The range of a function is one of the basic concepts in understanding how functions behave. It refers to the complete set of possible output values (often called y-values) that a function can produce. For example, if you have a function with a range of \([4, \infty)\), this means that the smallest value that the function can output is 4, and it can go as high as infinity. Consequently, all the y-values for this function are at least 4 or greater.

It's important to visualize the range when you're working with function graphs because it gives us a boundary or limit to the possible outputs. Knowing the range helps in determining what the graph of the function looks like on a coordinate plane, particularly for assessing whether certain points or lines, like the x-axis, can be intersected.

The concept of an x-axis crossing is straightforward – it’s where the graph of a function meets or intersects the x-axis. On a graph, the x-axis represents all points where the y-value is zero. This means that if a function crosses the x-axis, there is a specific input (x-value) where the output or y-value becomes zero.

However, if we have already established that the function's range is \([4, \infty)\), then none of the y-values can be zero. Thus, for this particular function, an x-axis crossing is impossible. An x-axis crossing would require the function to drop down to y = 0 at some point, which contradicts the given range.

Y-values in the context of a function refer to the outputs we get after inserting the x-values (inputs) into the function. These values are crucial because they determine where the graph of the function is located on the coordinate plane.

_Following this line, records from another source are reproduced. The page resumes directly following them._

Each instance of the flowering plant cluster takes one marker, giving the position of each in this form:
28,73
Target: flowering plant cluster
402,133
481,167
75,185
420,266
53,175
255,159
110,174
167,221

For a function whose range is defined as \([4, \infty)\), every output (or y-value) is part of this interval, meaning they are always greater than or equal to 4. This prevents any y-value from being below 4, which includes y = 0. Thus, when analyzing functions and their graphs, knowing the possible y-values gives clear indicators of where the graph can and cannot go. It helps in predicting behavior like where the graph could potentially touch or intersect the coordinate axes.